Sailing, Navigation, and Canoe Culture in the Marshall Islands
Joseph Genz and Rachel Miller
Wednesday, 26 October 2011
12:00 noon
EWC Burns Hall, Room 3015/3019

The canoe tradition is a foundation of Marshallese culture. In addition to being a highly advanced maritime craft, the Marshallese canoe embodies key values and practices of traditional Marshallese culture.

To guide voyaging canoes among the many low-lying atolls, Marshallese navigators took the common land-finding technique of detecting how islands affect the patterning of swells and currents and developed it into a comprehensive system of navigation. Through a combination of photos, videos, and models, Joseph Genz will provide an overview of Marshallese swell-pattern navigation and forms of instruction. He will also describe the current state of the voyaging revival in the Marshalls.

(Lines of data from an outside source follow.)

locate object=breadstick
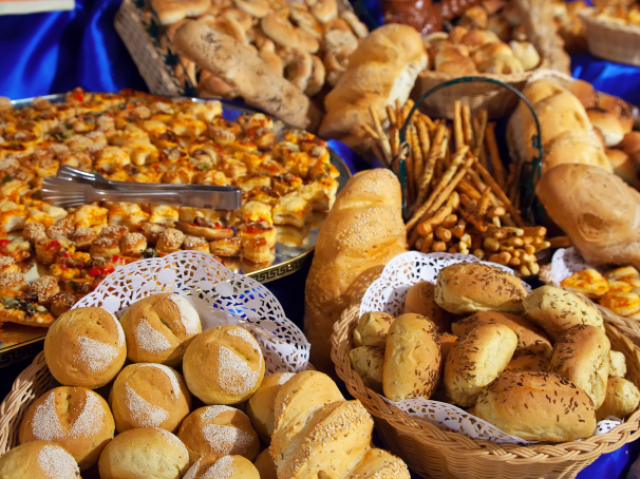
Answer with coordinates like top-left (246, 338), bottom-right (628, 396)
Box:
top-left (420, 233), bottom-right (434, 253)
top-left (362, 123), bottom-right (379, 140)
top-left (452, 219), bottom-right (467, 238)
top-left (369, 107), bottom-right (391, 164)
top-left (473, 110), bottom-right (488, 157)
top-left (416, 117), bottom-right (431, 158)
top-left (548, 236), bottom-right (572, 249)
top-left (474, 160), bottom-right (526, 227)
top-left (456, 180), bottom-right (483, 201)
top-left (386, 105), bottom-right (397, 128)
top-left (405, 126), bottom-right (416, 204)
top-left (520, 226), bottom-right (547, 237)
top-left (416, 202), bottom-right (454, 236)
top-left (419, 113), bottom-right (435, 132)
top-left (432, 241), bottom-right (447, 253)
top-left (442, 214), bottom-right (458, 229)
top-left (461, 104), bottom-right (474, 149)
top-left (486, 123), bottom-right (506, 190)
top-left (415, 124), bottom-right (447, 208)
top-left (435, 225), bottom-right (452, 242)
top-left (458, 205), bottom-right (488, 232)
top-left (453, 100), bottom-right (464, 152)
top-left (371, 143), bottom-right (386, 166)
top-left (477, 186), bottom-right (492, 218)
top-left (410, 124), bottom-right (424, 188)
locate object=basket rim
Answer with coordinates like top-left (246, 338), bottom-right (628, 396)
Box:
top-left (331, 304), bottom-right (640, 462)
top-left (418, 60), bottom-right (546, 85)
top-left (580, 8), bottom-right (640, 36)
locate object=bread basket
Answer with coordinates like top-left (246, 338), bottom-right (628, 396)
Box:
top-left (580, 9), bottom-right (640, 66)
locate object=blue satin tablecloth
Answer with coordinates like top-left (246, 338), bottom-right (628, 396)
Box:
top-left (0, 0), bottom-right (640, 477)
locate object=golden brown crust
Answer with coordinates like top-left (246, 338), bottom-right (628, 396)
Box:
top-left (245, 372), bottom-right (295, 442)
top-left (184, 454), bottom-right (261, 479)
top-left (596, 377), bottom-right (640, 421)
top-left (353, 311), bottom-right (395, 348)
top-left (0, 440), bottom-right (81, 479)
top-left (403, 281), bottom-right (452, 333)
top-left (349, 345), bottom-right (384, 393)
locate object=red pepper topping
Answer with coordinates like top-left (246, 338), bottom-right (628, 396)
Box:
top-left (46, 240), bottom-right (60, 250)
top-left (74, 93), bottom-right (84, 102)
top-left (0, 239), bottom-right (10, 247)
top-left (88, 266), bottom-right (101, 277)
top-left (101, 265), bottom-right (115, 275)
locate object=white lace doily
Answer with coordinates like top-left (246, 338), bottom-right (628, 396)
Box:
top-left (360, 251), bottom-right (620, 444)
top-left (73, 251), bottom-right (309, 373)
top-left (546, 247), bottom-right (603, 286)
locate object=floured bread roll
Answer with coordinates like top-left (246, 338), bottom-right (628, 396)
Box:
top-left (245, 372), bottom-right (296, 442)
top-left (183, 454), bottom-right (260, 479)
top-left (183, 325), bottom-right (265, 404)
top-left (353, 311), bottom-right (395, 348)
top-left (0, 440), bottom-right (80, 479)
top-left (19, 386), bottom-right (114, 470)
top-left (120, 293), bottom-right (202, 366)
top-left (254, 448), bottom-right (277, 479)
top-left (597, 377), bottom-right (640, 421)
top-left (44, 307), bottom-right (126, 389)
top-left (177, 405), bottom-right (260, 463)
top-left (109, 363), bottom-right (191, 433)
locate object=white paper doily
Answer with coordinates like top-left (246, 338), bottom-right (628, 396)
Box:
top-left (73, 251), bottom-right (309, 374)
top-left (359, 251), bottom-right (620, 444)
top-left (546, 247), bottom-right (604, 286)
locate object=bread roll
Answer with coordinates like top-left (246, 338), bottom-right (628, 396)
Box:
top-left (504, 351), bottom-right (549, 373)
top-left (0, 441), bottom-right (80, 479)
top-left (451, 311), bottom-right (552, 357)
top-left (403, 281), bottom-right (451, 332)
top-left (110, 363), bottom-right (191, 433)
top-left (254, 448), bottom-right (278, 479)
top-left (120, 293), bottom-right (201, 366)
top-left (98, 427), bottom-right (190, 479)
top-left (349, 346), bottom-right (384, 393)
top-left (606, 148), bottom-right (639, 187)
top-left (183, 325), bottom-right (265, 404)
top-left (438, 332), bottom-right (457, 364)
top-left (475, 371), bottom-right (597, 441)
top-left (318, 24), bottom-right (427, 148)
top-left (150, 0), bottom-right (210, 25)
top-left (245, 372), bottom-right (295, 443)
top-left (177, 405), bottom-right (260, 462)
top-left (609, 350), bottom-right (628, 378)
top-left (549, 324), bottom-right (610, 408)
top-left (536, 165), bottom-right (640, 270)
top-left (478, 55), bottom-right (524, 74)
top-left (523, 285), bottom-right (604, 340)
top-left (183, 454), bottom-right (260, 479)
top-left (19, 386), bottom-right (114, 470)
top-left (445, 323), bottom-right (518, 407)
top-left (588, 109), bottom-right (626, 147)
top-left (620, 131), bottom-right (640, 165)
top-left (435, 262), bottom-right (527, 314)
top-left (383, 313), bottom-right (441, 401)
top-left (347, 448), bottom-right (411, 478)
top-left (596, 377), bottom-right (640, 421)
top-left (304, 169), bottom-right (407, 374)
top-left (541, 130), bottom-right (613, 174)
top-left (509, 41), bottom-right (541, 70)
top-left (437, 57), bottom-right (478, 75)
top-left (568, 79), bottom-right (597, 109)
top-left (353, 311), bottom-right (395, 348)
top-left (44, 307), bottom-right (126, 389)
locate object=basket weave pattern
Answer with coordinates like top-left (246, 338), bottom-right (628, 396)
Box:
top-left (581, 11), bottom-right (640, 66)
top-left (332, 305), bottom-right (640, 479)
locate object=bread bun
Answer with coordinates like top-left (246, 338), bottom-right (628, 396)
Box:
top-left (523, 286), bottom-right (604, 340)
top-left (120, 293), bottom-right (201, 366)
top-left (478, 54), bottom-right (524, 74)
top-left (349, 346), bottom-right (384, 393)
top-left (460, 29), bottom-right (499, 51)
top-left (596, 377), bottom-right (640, 421)
top-left (254, 448), bottom-right (277, 479)
top-left (508, 41), bottom-right (540, 71)
top-left (435, 262), bottom-right (527, 314)
top-left (19, 386), bottom-right (114, 469)
top-left (437, 57), bottom-right (478, 75)
top-left (445, 323), bottom-right (517, 407)
top-left (0, 440), bottom-right (80, 479)
top-left (598, 93), bottom-right (634, 133)
top-left (549, 324), bottom-right (611, 408)
top-left (44, 307), bottom-right (126, 389)
top-left (184, 454), bottom-right (260, 479)
top-left (587, 109), bottom-right (626, 147)
top-left (183, 325), bottom-right (265, 404)
top-left (620, 131), bottom-right (640, 165)
top-left (383, 313), bottom-right (441, 401)
top-left (353, 311), bottom-right (395, 348)
top-left (470, 42), bottom-right (513, 66)
top-left (503, 352), bottom-right (549, 373)
top-left (448, 25), bottom-right (469, 44)
top-left (348, 448), bottom-right (412, 478)
top-left (438, 332), bottom-right (457, 364)
top-left (98, 427), bottom-right (190, 479)
top-left (475, 371), bottom-right (597, 441)
top-left (110, 363), bottom-right (191, 433)
top-left (609, 350), bottom-right (628, 378)
top-left (245, 372), bottom-right (296, 442)
top-left (433, 45), bottom-right (470, 70)
top-left (542, 130), bottom-right (613, 174)
top-left (568, 79), bottom-right (597, 109)
top-left (177, 405), bottom-right (260, 462)
top-left (403, 281), bottom-right (451, 332)
top-left (606, 148), bottom-right (639, 187)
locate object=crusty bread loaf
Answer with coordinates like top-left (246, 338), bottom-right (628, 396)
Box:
top-left (383, 313), bottom-right (441, 401)
top-left (245, 372), bottom-right (295, 442)
top-left (304, 169), bottom-right (407, 374)
top-left (173, 21), bottom-right (320, 130)
top-left (445, 323), bottom-right (518, 407)
top-left (475, 371), bottom-right (597, 442)
top-left (435, 262), bottom-right (527, 314)
top-left (403, 281), bottom-right (452, 332)
top-left (596, 377), bottom-right (640, 421)
top-left (353, 311), bottom-right (395, 348)
top-left (0, 440), bottom-right (80, 479)
top-left (349, 346), bottom-right (384, 393)
top-left (183, 454), bottom-right (260, 479)
top-left (318, 24), bottom-right (427, 149)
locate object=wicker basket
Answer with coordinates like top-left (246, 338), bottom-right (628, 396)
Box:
top-left (332, 305), bottom-right (640, 479)
top-left (581, 9), bottom-right (640, 66)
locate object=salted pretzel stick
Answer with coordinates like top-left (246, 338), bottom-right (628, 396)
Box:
top-left (474, 159), bottom-right (525, 227)
top-left (462, 104), bottom-right (474, 149)
top-left (477, 186), bottom-right (492, 217)
top-left (410, 124), bottom-right (424, 187)
top-left (453, 101), bottom-right (464, 152)
top-left (405, 126), bottom-right (416, 204)
top-left (424, 145), bottom-right (469, 209)
top-left (486, 123), bottom-right (506, 190)
top-left (416, 117), bottom-right (431, 159)
top-left (456, 180), bottom-right (483, 200)
top-left (386, 105), bottom-right (397, 128)
top-left (370, 107), bottom-right (391, 163)
top-left (415, 124), bottom-right (447, 207)
top-left (473, 110), bottom-right (488, 154)
top-left (416, 198), bottom-right (456, 236)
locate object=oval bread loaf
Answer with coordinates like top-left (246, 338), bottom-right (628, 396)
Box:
top-left (349, 346), bottom-right (384, 393)
top-left (353, 311), bottom-right (395, 348)
top-left (596, 377), bottom-right (640, 421)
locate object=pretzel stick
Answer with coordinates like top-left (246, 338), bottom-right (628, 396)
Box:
top-left (457, 180), bottom-right (483, 200)
top-left (396, 99), bottom-right (404, 128)
top-left (473, 110), bottom-right (488, 155)
top-left (485, 123), bottom-right (506, 190)
top-left (415, 124), bottom-right (446, 207)
top-left (462, 104), bottom-right (474, 149)
top-left (423, 145), bottom-right (469, 210)
top-left (474, 160), bottom-right (525, 227)
top-left (477, 186), bottom-right (492, 217)
top-left (548, 236), bottom-right (572, 248)
top-left (405, 127), bottom-right (416, 204)
top-left (453, 101), bottom-right (464, 152)
top-left (370, 107), bottom-right (391, 163)
top-left (417, 200), bottom-right (455, 236)
top-left (386, 105), bottom-right (397, 128)
top-left (410, 124), bottom-right (424, 188)
top-left (420, 113), bottom-right (436, 132)
top-left (362, 123), bottom-right (379, 140)
top-left (416, 117), bottom-right (431, 159)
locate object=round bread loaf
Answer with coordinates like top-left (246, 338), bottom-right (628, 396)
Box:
top-left (184, 454), bottom-right (260, 479)
top-left (549, 324), bottom-right (611, 408)
top-left (245, 372), bottom-right (296, 442)
top-left (44, 307), bottom-right (126, 388)
top-left (444, 323), bottom-right (518, 407)
top-left (523, 285), bottom-right (604, 340)
top-left (434, 263), bottom-right (526, 314)
top-left (475, 371), bottom-right (597, 442)
top-left (183, 325), bottom-right (265, 404)
top-left (98, 427), bottom-right (190, 479)
top-left (353, 311), bottom-right (395, 348)
top-left (177, 405), bottom-right (260, 463)
top-left (403, 281), bottom-right (451, 332)
top-left (110, 363), bottom-right (191, 433)
top-left (0, 440), bottom-right (80, 479)
top-left (383, 313), bottom-right (441, 401)
top-left (254, 448), bottom-right (278, 479)
top-left (596, 377), bottom-right (640, 421)
top-left (120, 293), bottom-right (202, 366)
top-left (349, 346), bottom-right (384, 393)
top-left (19, 386), bottom-right (114, 470)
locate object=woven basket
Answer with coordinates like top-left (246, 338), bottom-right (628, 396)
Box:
top-left (581, 9), bottom-right (640, 66)
top-left (332, 305), bottom-right (640, 479)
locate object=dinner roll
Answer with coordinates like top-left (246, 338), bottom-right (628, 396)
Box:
top-left (435, 263), bottom-right (526, 314)
top-left (403, 281), bottom-right (451, 332)
top-left (120, 293), bottom-right (202, 366)
top-left (438, 332), bottom-right (457, 364)
top-left (349, 346), bottom-right (384, 393)
top-left (110, 363), bottom-right (191, 433)
top-left (44, 307), bottom-right (126, 389)
top-left (183, 325), bottom-right (265, 404)
top-left (609, 350), bottom-right (628, 378)
top-left (245, 372), bottom-right (296, 442)
top-left (184, 454), bottom-right (260, 479)
top-left (451, 311), bottom-right (552, 357)
top-left (596, 377), bottom-right (640, 421)
top-left (353, 311), bottom-right (395, 348)
top-left (475, 371), bottom-right (597, 441)
top-left (549, 324), bottom-right (611, 408)
top-left (0, 440), bottom-right (80, 479)
top-left (177, 405), bottom-right (260, 462)
top-left (383, 314), bottom-right (440, 401)
top-left (587, 108), bottom-right (626, 147)
top-left (98, 427), bottom-right (190, 479)
top-left (503, 352), bottom-right (549, 373)
top-left (445, 323), bottom-right (517, 407)
top-left (523, 286), bottom-right (604, 340)
top-left (255, 448), bottom-right (277, 479)
top-left (19, 386), bottom-right (114, 470)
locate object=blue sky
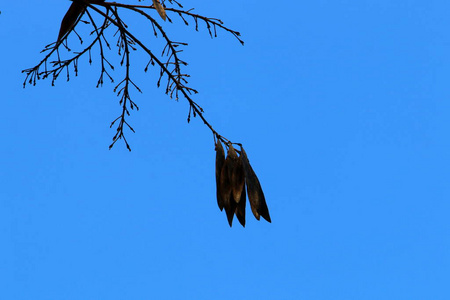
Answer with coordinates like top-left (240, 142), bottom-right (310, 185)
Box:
top-left (1, 1), bottom-right (450, 299)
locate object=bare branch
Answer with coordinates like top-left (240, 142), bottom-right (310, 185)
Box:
top-left (22, 1), bottom-right (270, 226)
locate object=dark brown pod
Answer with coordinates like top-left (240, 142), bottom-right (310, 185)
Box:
top-left (230, 148), bottom-right (245, 205)
top-left (230, 146), bottom-right (246, 227)
top-left (240, 146), bottom-right (271, 223)
top-left (215, 140), bottom-right (225, 211)
top-left (234, 182), bottom-right (246, 227)
top-left (57, 1), bottom-right (87, 42)
top-left (220, 146), bottom-right (236, 226)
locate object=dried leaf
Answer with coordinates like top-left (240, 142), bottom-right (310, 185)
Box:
top-left (215, 140), bottom-right (225, 211)
top-left (152, 0), bottom-right (167, 21)
top-left (57, 1), bottom-right (87, 42)
top-left (240, 147), bottom-right (271, 223)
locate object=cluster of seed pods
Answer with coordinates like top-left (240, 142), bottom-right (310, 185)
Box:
top-left (215, 140), bottom-right (271, 227)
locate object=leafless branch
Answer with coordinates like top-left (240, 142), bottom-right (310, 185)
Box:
top-left (22, 0), bottom-right (270, 226)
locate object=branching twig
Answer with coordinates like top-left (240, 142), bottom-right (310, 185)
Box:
top-left (22, 0), bottom-right (271, 227)
top-left (23, 0), bottom-right (242, 149)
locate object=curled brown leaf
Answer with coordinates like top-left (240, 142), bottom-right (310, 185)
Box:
top-left (152, 0), bottom-right (167, 21)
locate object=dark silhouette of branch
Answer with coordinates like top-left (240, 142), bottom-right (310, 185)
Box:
top-left (22, 0), bottom-right (270, 227)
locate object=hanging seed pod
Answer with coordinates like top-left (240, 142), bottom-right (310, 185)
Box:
top-left (240, 146), bottom-right (271, 223)
top-left (152, 0), bottom-right (167, 21)
top-left (234, 182), bottom-right (246, 227)
top-left (231, 148), bottom-right (245, 204)
top-left (57, 1), bottom-right (87, 42)
top-left (215, 139), bottom-right (225, 211)
top-left (220, 145), bottom-right (237, 226)
top-left (240, 148), bottom-right (260, 220)
top-left (231, 149), bottom-right (246, 227)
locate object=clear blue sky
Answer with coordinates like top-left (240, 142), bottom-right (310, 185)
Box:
top-left (1, 1), bottom-right (450, 299)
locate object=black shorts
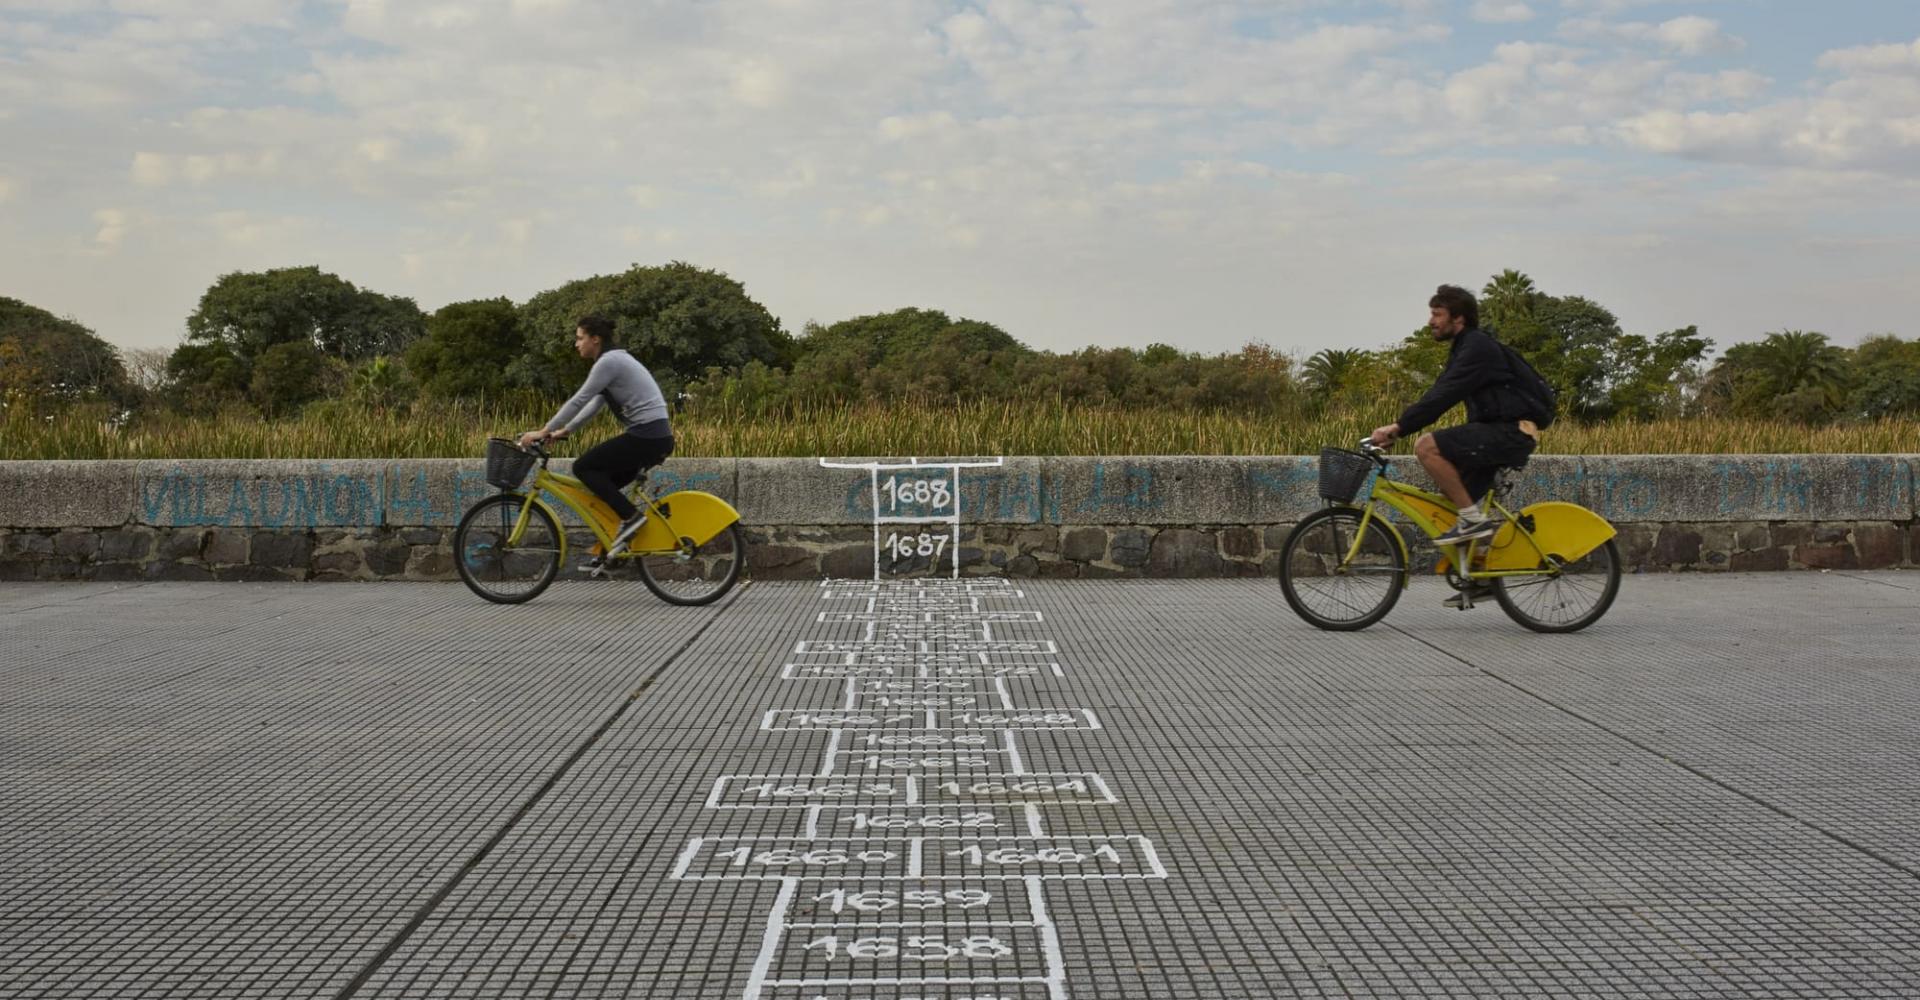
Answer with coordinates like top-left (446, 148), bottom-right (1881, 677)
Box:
top-left (1431, 422), bottom-right (1536, 501)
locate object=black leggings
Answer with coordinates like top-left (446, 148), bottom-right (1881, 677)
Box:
top-left (573, 433), bottom-right (674, 521)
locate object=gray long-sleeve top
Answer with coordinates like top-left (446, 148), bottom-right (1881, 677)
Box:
top-left (544, 349), bottom-right (671, 436)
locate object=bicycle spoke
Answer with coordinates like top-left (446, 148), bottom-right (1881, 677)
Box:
top-left (1284, 512), bottom-right (1402, 627)
top-left (1496, 544), bottom-right (1616, 628)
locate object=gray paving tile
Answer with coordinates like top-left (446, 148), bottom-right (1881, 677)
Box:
top-left (3, 574), bottom-right (1920, 997)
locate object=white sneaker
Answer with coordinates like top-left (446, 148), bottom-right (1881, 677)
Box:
top-left (1434, 517), bottom-right (1498, 546)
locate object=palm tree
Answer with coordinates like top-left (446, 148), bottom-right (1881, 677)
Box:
top-left (1303, 348), bottom-right (1367, 395)
top-left (1712, 330), bottom-right (1850, 421)
top-left (1753, 331), bottom-right (1849, 401)
top-left (1481, 269), bottom-right (1539, 333)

Rachel Miller’s Hawaii Council for the Humanities-funded video project, Wa Kuk Wa Jimor — Marshallese Canoes Today, is an exploration of the state and shape of the Marshall Islands canoe tradition for Marchallese people today; how and why it has changed over time and how it articulates with broader Marshallese culture and the modern way of life. In this talk, Miller will present briefly on the Marshallese outrigger canoe, her connection to the Marshalls and her current project, a documentary video exploring the contemporary role of the canoe tradition in the Marshall Islands.